Dissertation Oriane Camille Iris Pierrès
«Using Artificial Intelligence in Higher Education: The Perspective of Students with Disabilities»
Abstract
The recent rapid development and availability of large language models (LLMs) such as ChatGPT by OpenAI has spurred a lively debate in how they can benefit or threaten learning in higher education [133, 196, 205]. Currently, many higher education institutions (HEI) are discussing how they should regulate the use of artificial intelligence- based (AI) tools, how they can teach their students to best use them, and how and whether at all they should adopt these tools [141, 307]. Pressure on HEI is particularly high as students are already adopting tools like ChatGPT [249].
Research on AI-driven educational technology (EdTech) dates back to the 1980s [313]. Since the 2010s, the number of original research articles and reviews on its use in higher education has grown significantly [36, 322]. In this thesis, AI EdTech refers to technologies leveraging machine learning techniques for educational purposes. Zawacki-Richter et al. [322] distinguish four uses of AI: 1) profiling and prediction, 2) assessment and evaluation, 3) adaptive systems and personalization, and 4) intelligent tutoring systems. AI EdTech promises numerous benefits to learners, educators, and administrators, including enhanced learning, earlier intervention for those in need, and improved progress monitoring [325].

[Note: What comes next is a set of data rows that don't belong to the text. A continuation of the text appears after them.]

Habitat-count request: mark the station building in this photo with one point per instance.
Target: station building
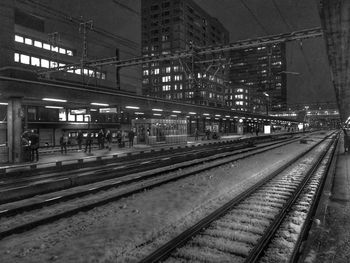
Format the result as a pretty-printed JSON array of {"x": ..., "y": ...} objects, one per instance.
[{"x": 39, "y": 36}]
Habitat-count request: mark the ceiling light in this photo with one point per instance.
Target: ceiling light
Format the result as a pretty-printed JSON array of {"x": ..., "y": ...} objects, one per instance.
[{"x": 56, "y": 100}]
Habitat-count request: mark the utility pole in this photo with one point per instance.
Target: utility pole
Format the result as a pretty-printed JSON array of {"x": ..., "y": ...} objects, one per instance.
[{"x": 83, "y": 29}]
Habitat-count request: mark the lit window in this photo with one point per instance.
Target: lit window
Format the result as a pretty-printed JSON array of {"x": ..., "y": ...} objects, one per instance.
[
  {"x": 19, "y": 39},
  {"x": 46, "y": 46},
  {"x": 53, "y": 64},
  {"x": 28, "y": 41},
  {"x": 35, "y": 62},
  {"x": 45, "y": 63},
  {"x": 38, "y": 44},
  {"x": 16, "y": 57},
  {"x": 25, "y": 59}
]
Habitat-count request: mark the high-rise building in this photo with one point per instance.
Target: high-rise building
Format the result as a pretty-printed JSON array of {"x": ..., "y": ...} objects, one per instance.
[
  {"x": 257, "y": 79},
  {"x": 169, "y": 26}
]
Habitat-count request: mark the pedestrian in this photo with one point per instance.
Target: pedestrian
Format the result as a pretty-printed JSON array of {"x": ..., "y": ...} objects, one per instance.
[
  {"x": 88, "y": 142},
  {"x": 196, "y": 134},
  {"x": 100, "y": 139},
  {"x": 79, "y": 139},
  {"x": 34, "y": 145},
  {"x": 119, "y": 139},
  {"x": 131, "y": 136},
  {"x": 64, "y": 142},
  {"x": 109, "y": 139}
]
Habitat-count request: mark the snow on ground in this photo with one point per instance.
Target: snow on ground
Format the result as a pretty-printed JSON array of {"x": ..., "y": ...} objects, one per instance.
[{"x": 126, "y": 230}]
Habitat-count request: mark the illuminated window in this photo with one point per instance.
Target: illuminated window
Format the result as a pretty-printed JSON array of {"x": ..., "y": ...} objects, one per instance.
[
  {"x": 35, "y": 62},
  {"x": 38, "y": 44},
  {"x": 16, "y": 57},
  {"x": 46, "y": 46},
  {"x": 28, "y": 41},
  {"x": 19, "y": 39},
  {"x": 45, "y": 63},
  {"x": 25, "y": 59}
]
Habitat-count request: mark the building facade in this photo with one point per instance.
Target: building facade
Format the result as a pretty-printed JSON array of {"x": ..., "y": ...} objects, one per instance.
[
  {"x": 257, "y": 78},
  {"x": 178, "y": 25}
]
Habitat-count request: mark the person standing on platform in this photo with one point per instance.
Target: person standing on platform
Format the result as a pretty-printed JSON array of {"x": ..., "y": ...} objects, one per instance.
[
  {"x": 64, "y": 142},
  {"x": 131, "y": 136},
  {"x": 109, "y": 139},
  {"x": 100, "y": 139},
  {"x": 34, "y": 146},
  {"x": 79, "y": 139},
  {"x": 196, "y": 134},
  {"x": 88, "y": 142}
]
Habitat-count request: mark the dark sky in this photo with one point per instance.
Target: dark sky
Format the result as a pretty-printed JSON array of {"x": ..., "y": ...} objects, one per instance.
[{"x": 253, "y": 18}]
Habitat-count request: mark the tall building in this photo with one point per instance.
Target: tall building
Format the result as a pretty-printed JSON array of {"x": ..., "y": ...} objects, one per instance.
[
  {"x": 173, "y": 25},
  {"x": 257, "y": 79}
]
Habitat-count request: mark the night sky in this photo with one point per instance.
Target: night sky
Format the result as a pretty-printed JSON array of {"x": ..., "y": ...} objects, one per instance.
[{"x": 254, "y": 18}]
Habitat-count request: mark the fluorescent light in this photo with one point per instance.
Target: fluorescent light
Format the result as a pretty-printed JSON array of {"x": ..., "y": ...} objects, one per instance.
[
  {"x": 99, "y": 104},
  {"x": 57, "y": 100},
  {"x": 132, "y": 107},
  {"x": 53, "y": 107}
]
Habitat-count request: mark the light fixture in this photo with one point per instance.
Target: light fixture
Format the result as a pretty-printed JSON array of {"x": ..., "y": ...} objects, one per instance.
[
  {"x": 53, "y": 107},
  {"x": 132, "y": 107},
  {"x": 99, "y": 104},
  {"x": 56, "y": 100}
]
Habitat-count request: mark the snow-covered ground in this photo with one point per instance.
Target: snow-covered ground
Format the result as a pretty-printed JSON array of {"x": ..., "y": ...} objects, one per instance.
[{"x": 126, "y": 230}]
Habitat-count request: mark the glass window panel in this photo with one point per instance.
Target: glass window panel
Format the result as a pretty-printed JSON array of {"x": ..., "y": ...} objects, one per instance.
[
  {"x": 35, "y": 62},
  {"x": 25, "y": 59},
  {"x": 46, "y": 46},
  {"x": 16, "y": 57},
  {"x": 45, "y": 63},
  {"x": 19, "y": 39},
  {"x": 28, "y": 41},
  {"x": 38, "y": 44}
]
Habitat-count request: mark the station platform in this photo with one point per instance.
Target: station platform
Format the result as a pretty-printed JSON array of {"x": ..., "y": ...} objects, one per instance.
[
  {"x": 51, "y": 157},
  {"x": 329, "y": 235}
]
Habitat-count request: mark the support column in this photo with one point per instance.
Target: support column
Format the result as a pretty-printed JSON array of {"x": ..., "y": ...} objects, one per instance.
[{"x": 14, "y": 129}]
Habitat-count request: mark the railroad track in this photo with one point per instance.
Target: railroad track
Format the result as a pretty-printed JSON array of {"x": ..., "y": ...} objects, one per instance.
[
  {"x": 15, "y": 189},
  {"x": 66, "y": 204},
  {"x": 242, "y": 229}
]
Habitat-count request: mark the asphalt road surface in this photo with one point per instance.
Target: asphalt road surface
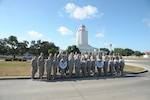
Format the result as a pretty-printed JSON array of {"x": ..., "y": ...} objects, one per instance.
[{"x": 129, "y": 87}]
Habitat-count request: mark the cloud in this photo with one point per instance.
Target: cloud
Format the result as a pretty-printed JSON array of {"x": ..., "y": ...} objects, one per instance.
[
  {"x": 100, "y": 35},
  {"x": 64, "y": 31},
  {"x": 35, "y": 34},
  {"x": 147, "y": 21},
  {"x": 81, "y": 12}
]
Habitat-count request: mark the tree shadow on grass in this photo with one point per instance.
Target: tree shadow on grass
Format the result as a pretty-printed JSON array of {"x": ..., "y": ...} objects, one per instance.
[{"x": 81, "y": 78}]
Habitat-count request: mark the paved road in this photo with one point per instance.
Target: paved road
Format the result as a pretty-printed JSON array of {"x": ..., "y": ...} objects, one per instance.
[
  {"x": 131, "y": 87},
  {"x": 141, "y": 63}
]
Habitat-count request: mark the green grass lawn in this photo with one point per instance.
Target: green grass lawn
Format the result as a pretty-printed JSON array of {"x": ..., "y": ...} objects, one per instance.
[{"x": 20, "y": 68}]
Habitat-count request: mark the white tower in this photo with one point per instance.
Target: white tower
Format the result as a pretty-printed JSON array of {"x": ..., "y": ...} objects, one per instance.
[
  {"x": 82, "y": 36},
  {"x": 82, "y": 39}
]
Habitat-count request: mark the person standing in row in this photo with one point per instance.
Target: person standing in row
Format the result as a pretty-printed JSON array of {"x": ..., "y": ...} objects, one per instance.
[
  {"x": 55, "y": 63},
  {"x": 83, "y": 66},
  {"x": 88, "y": 66},
  {"x": 70, "y": 64},
  {"x": 33, "y": 67},
  {"x": 41, "y": 64},
  {"x": 77, "y": 65},
  {"x": 121, "y": 65},
  {"x": 48, "y": 64},
  {"x": 92, "y": 58},
  {"x": 99, "y": 60},
  {"x": 62, "y": 66},
  {"x": 105, "y": 59}
]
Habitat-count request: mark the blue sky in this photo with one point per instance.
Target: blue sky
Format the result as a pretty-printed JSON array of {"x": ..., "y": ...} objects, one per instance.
[{"x": 122, "y": 23}]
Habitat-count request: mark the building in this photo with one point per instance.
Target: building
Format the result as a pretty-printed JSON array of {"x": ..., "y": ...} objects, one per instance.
[{"x": 82, "y": 40}]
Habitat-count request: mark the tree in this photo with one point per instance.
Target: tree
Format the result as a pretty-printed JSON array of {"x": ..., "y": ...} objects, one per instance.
[
  {"x": 22, "y": 47},
  {"x": 3, "y": 46},
  {"x": 105, "y": 49},
  {"x": 33, "y": 49},
  {"x": 137, "y": 53},
  {"x": 72, "y": 48},
  {"x": 13, "y": 43},
  {"x": 128, "y": 52},
  {"x": 118, "y": 50}
]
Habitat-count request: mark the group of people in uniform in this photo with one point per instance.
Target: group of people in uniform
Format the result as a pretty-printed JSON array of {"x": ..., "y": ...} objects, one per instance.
[{"x": 77, "y": 65}]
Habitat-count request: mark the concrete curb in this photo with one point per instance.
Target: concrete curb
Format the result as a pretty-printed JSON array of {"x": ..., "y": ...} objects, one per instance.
[
  {"x": 29, "y": 77},
  {"x": 137, "y": 72}
]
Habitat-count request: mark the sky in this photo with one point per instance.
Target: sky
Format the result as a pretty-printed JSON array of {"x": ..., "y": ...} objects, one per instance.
[{"x": 122, "y": 23}]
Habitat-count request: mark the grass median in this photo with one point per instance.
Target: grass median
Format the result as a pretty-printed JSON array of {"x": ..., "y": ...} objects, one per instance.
[{"x": 20, "y": 68}]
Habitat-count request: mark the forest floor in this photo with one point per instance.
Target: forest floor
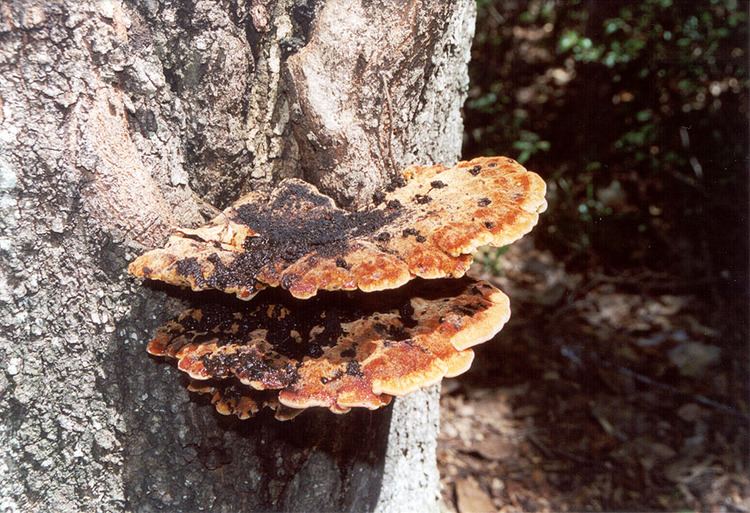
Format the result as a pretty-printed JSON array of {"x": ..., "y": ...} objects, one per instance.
[{"x": 602, "y": 393}]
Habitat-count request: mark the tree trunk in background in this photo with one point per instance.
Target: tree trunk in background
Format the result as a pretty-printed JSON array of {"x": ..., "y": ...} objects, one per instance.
[{"x": 120, "y": 120}]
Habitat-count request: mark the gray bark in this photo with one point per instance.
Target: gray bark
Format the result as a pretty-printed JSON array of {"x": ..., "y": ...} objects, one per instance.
[{"x": 122, "y": 119}]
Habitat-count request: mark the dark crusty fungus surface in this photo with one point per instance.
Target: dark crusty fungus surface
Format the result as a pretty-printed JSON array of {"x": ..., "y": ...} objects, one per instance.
[
  {"x": 337, "y": 350},
  {"x": 296, "y": 238}
]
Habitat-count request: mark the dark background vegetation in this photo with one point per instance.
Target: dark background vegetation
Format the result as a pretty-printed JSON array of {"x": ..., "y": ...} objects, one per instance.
[{"x": 633, "y": 290}]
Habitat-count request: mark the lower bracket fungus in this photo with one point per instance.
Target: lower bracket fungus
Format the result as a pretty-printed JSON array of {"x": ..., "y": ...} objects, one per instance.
[{"x": 338, "y": 350}]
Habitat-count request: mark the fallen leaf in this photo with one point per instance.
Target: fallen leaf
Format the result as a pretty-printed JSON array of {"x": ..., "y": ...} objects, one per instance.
[{"x": 471, "y": 498}]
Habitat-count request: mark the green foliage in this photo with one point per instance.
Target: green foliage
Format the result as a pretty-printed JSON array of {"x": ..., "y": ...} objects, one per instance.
[{"x": 635, "y": 112}]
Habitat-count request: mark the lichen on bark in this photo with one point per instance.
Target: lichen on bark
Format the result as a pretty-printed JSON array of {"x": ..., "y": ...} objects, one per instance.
[{"x": 121, "y": 119}]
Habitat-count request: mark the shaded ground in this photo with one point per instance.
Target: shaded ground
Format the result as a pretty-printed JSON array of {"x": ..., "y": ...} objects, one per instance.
[{"x": 603, "y": 393}]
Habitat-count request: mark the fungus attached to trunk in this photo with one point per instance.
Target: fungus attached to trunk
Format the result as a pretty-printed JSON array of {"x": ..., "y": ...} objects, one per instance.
[
  {"x": 296, "y": 238},
  {"x": 324, "y": 343},
  {"x": 230, "y": 397},
  {"x": 337, "y": 350}
]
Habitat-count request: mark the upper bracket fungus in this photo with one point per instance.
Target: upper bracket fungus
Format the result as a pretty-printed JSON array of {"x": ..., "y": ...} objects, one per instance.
[
  {"x": 295, "y": 237},
  {"x": 341, "y": 347}
]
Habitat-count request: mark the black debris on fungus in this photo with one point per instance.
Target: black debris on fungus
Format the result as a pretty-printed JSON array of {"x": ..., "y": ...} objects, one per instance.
[
  {"x": 353, "y": 369},
  {"x": 250, "y": 365},
  {"x": 398, "y": 182},
  {"x": 226, "y": 320},
  {"x": 295, "y": 222},
  {"x": 378, "y": 197},
  {"x": 406, "y": 312},
  {"x": 190, "y": 268}
]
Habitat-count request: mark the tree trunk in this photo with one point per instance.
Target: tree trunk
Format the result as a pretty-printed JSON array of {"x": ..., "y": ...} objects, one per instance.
[{"x": 122, "y": 119}]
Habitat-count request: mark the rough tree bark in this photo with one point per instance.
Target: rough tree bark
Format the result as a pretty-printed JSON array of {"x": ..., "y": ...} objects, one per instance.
[{"x": 121, "y": 119}]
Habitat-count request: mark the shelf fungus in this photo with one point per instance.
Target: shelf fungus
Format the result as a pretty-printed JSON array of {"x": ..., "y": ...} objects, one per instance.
[
  {"x": 337, "y": 350},
  {"x": 296, "y": 238},
  {"x": 349, "y": 309}
]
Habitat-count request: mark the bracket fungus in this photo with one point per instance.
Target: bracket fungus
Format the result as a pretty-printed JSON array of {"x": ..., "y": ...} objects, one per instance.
[
  {"x": 297, "y": 238},
  {"x": 359, "y": 307},
  {"x": 338, "y": 351}
]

However, educators and experts diverge on how to deal with newer AI models such as ChatGPT, Gemini or Deepseek. On the one hand, some worry that students may be cheating and not learning effectively [196, 267]. This has led to the development of tools claiming to detect AI-generated content like Turnitin or GPTZero [101]. However, these tools have been criticized for their lack of accuracy [58, 190, 224]. They could also disadvantage non-native-English speakers [224] and students with disabilities (SWD) [71]. Others reject the adoption of AI due to its impact on the environment and the exploitation of workers in developing countries [78].
On the other hand, proponents of AI adoption argue for the need to increase students’ digital literacy to prepare them for their future job and promote the responsible use of AI [101, 141, 196, 230]. Additionally, some educators call for the adaptation of HEI, especially when it comes to assessment [134, 196]. Considering these different perspectives, much research is needed to understand how to best gain from AI in tertiary education while minimizing negative consequences. Many researchers have also pointed out the lack of ethical considerations in the field of AI EdTech [36].
This thesis contributes to this ongoing discussion by highlighting the risks and challenges for the inclusion of students with disabilities and collecting the opinions of this group on the subject. While several researchers have gathered the opinions of the general student population [48, 143, 274, 294], the perspective of students with disabilities is often neglected [281]. Yet, as will be explained in section 3, HEIs have a legal and moral obligation to consider the perspective of students with disabilities in this debate. Additionally, including the voice of those who face daily barriers in higher education could drive innovation.
The following sections will first define the concepts of disability and neurodivergence. Then, I will clarify the concept of AI EdTech before presenting the ‘universal design’ and ‘universal design for learning’ frameworks as experts often advocate for its implementation in higher education to include SWD [56]. After this clarification of concepts and frameworks, I will argue that the perspective of SWD is crucial to ensure a fair and responsible development of AI EdTech. Further, I will outline and justify the chosen methodology. Finally, this introductory chapter will conclude with a short presentation of the conducted studies.